First, we need to define a datasource. squeakily accepts any Dataset object from the HuggingFace Datasets library. For example, we can use the wikitext dataset:

from datasets import load_dataset

ds = load_dataset("wikitext", "wikitext-103-v1", split="train[:1%]")

We simply need to wrap the Dataset object in a dictionary, with the key being the name of the datasource and the value being the Dataset object, the filter and cleaners. For example:

from squeakily.filter import check_char_repetition, check_flagged_words
from squeakily.clean import remove_empty_lines, normalize_whitespace

datasources = [
    {
        "dataset": ds,
        "columns": ["text"],
        "filters": [check_char_repetition, check_flagged_words],
        "cleaners": [remove_empty_lines, normalize_whitespace],
    },
    # ...
]

Warning

Note: The order of the filters and cleaning functions matter. Filters and cleaners are applied in the order they are defined.

Important

Note: As of now, we only use the first column of the given column names. This is because the squeakily library is designed to work with language datasets, which usually have a single column of text. Future versions will support multiple columns.
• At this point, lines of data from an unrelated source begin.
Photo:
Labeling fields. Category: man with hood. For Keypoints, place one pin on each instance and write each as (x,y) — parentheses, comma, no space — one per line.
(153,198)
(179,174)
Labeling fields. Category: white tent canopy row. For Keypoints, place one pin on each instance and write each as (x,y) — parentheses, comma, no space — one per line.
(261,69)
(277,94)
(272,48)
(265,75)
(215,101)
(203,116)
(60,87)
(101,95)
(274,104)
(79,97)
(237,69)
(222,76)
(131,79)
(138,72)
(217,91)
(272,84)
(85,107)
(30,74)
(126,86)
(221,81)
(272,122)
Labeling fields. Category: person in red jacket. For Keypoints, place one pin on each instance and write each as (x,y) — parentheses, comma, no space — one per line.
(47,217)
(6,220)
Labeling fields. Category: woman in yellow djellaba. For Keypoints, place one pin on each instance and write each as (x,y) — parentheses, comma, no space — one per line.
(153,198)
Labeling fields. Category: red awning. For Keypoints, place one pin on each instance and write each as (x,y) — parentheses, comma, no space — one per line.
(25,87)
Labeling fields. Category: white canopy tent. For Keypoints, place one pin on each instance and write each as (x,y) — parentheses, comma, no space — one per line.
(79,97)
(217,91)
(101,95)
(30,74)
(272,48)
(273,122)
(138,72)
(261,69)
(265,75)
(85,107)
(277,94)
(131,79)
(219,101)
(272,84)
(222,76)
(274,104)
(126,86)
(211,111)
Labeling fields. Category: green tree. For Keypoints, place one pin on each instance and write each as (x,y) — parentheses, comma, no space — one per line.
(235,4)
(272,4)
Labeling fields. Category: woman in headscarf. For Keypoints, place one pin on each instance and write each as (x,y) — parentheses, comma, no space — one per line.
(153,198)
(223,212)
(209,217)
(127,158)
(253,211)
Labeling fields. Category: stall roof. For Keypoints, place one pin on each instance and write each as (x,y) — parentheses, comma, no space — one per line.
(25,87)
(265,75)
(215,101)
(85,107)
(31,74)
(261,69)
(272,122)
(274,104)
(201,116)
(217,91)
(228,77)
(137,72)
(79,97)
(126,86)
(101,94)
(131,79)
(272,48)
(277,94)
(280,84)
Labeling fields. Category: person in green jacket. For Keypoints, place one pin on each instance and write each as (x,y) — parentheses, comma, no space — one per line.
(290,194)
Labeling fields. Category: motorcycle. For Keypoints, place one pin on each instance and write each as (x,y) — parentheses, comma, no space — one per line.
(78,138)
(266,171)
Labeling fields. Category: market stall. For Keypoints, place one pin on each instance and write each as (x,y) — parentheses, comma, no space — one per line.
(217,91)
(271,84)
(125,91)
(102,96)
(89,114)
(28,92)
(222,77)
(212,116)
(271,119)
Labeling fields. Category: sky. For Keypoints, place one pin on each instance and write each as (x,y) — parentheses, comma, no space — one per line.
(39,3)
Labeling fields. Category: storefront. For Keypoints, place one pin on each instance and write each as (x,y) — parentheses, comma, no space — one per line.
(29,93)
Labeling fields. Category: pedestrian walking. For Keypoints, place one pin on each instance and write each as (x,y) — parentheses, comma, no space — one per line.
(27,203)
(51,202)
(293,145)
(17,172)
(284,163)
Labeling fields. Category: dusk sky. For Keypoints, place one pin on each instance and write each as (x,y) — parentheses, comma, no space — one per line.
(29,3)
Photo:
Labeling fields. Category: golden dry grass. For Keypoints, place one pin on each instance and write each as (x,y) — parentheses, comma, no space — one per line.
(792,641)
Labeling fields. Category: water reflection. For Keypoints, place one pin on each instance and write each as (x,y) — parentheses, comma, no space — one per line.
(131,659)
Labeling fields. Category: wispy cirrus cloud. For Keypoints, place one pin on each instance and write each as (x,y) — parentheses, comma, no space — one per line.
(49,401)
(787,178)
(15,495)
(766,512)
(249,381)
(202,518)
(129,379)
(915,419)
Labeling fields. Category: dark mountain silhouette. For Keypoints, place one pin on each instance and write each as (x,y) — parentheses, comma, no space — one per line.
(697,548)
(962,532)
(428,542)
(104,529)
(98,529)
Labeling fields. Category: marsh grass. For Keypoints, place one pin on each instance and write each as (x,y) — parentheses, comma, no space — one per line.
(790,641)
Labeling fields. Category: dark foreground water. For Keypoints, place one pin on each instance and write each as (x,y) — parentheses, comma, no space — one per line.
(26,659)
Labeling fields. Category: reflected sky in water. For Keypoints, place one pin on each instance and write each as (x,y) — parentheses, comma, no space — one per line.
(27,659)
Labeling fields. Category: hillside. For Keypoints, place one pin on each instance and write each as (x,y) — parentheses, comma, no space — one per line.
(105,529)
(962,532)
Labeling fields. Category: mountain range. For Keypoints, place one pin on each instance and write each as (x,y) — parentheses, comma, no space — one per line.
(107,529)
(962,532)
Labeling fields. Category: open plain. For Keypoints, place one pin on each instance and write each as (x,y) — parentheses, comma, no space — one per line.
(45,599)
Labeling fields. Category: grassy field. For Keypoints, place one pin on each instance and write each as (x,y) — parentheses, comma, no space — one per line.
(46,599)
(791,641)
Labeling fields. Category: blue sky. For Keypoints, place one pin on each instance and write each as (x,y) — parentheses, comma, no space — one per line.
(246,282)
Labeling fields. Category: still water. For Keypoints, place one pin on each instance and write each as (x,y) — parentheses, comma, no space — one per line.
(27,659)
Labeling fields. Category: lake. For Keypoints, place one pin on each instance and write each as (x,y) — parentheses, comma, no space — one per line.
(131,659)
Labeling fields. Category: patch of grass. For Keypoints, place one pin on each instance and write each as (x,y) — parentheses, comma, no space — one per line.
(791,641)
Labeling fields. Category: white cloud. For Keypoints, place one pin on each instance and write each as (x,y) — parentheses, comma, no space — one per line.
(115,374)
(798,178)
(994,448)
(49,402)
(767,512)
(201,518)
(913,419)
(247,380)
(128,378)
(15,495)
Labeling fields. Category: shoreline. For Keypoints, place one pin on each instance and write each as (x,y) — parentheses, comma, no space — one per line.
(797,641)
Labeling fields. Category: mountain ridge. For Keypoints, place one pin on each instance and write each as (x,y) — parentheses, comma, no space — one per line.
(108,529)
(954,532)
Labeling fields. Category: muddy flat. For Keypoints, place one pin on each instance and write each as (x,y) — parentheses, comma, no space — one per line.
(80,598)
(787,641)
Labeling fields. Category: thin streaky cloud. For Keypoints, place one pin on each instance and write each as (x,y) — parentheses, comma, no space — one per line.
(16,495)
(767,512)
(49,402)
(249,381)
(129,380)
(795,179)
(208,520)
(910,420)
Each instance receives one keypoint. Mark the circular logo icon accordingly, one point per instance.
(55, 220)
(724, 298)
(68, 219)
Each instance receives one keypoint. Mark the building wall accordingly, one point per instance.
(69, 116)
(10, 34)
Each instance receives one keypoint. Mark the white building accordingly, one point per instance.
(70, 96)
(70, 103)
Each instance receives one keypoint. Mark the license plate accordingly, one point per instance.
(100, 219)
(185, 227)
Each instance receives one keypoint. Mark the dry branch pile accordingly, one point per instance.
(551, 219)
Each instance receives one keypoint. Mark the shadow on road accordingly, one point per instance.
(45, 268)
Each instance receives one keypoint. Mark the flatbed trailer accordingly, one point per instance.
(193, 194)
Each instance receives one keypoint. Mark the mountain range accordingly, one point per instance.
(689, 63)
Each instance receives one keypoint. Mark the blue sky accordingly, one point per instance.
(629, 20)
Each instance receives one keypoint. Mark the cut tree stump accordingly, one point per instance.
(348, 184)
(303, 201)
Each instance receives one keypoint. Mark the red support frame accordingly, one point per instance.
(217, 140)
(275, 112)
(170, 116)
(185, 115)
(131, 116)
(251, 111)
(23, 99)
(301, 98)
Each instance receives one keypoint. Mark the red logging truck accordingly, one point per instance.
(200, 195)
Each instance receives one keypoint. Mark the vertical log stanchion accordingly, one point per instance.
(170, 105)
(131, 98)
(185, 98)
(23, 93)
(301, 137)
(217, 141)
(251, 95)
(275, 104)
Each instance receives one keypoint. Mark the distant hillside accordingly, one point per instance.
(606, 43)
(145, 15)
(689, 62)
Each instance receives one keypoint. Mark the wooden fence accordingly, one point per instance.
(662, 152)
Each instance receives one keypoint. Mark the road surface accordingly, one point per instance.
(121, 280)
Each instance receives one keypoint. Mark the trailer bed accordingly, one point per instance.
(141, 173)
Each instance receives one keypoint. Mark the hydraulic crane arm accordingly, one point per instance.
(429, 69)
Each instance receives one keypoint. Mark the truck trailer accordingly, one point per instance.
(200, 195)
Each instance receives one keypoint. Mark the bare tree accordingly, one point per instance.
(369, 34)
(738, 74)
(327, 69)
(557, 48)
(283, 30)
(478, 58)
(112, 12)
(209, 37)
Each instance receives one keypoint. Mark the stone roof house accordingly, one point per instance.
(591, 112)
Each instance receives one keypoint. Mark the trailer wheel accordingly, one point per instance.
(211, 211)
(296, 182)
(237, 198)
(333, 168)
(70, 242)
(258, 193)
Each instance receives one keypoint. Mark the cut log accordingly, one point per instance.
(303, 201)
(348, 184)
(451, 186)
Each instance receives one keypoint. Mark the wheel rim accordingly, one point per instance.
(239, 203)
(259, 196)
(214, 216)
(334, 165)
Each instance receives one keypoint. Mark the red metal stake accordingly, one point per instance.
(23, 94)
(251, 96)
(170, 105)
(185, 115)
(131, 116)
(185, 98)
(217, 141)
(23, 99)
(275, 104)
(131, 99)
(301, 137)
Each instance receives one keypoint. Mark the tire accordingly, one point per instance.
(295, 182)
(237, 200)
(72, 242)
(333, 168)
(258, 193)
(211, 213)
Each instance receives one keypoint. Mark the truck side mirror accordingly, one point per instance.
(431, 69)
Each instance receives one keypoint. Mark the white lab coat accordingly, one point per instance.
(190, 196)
Finally, we can apply the filters and cleaners to the datasouces using a Pipeline object:

from squeakily.core import Pipeline

pipeline = Pipeline(datasources)
pipeline.run()
[11/16/22 04:32:57] INFO     Running datasource: wikitext                                                core.py:41
                    INFO     Running filter: check_char_repetition on text                               core.py:54
                    INFO     Running filter: check_flagged_words on text                                 core.py:54
                    INFO     Running cleaner: remove_empty_lines on text                                 core.py:57
[11/16/22 04:32:59] INFO     Running cleaner: normalize_whitespace on text                               core.py:57

Note

Note: If you want to run cleaners first, you can pass cleaning_first=True to the run function.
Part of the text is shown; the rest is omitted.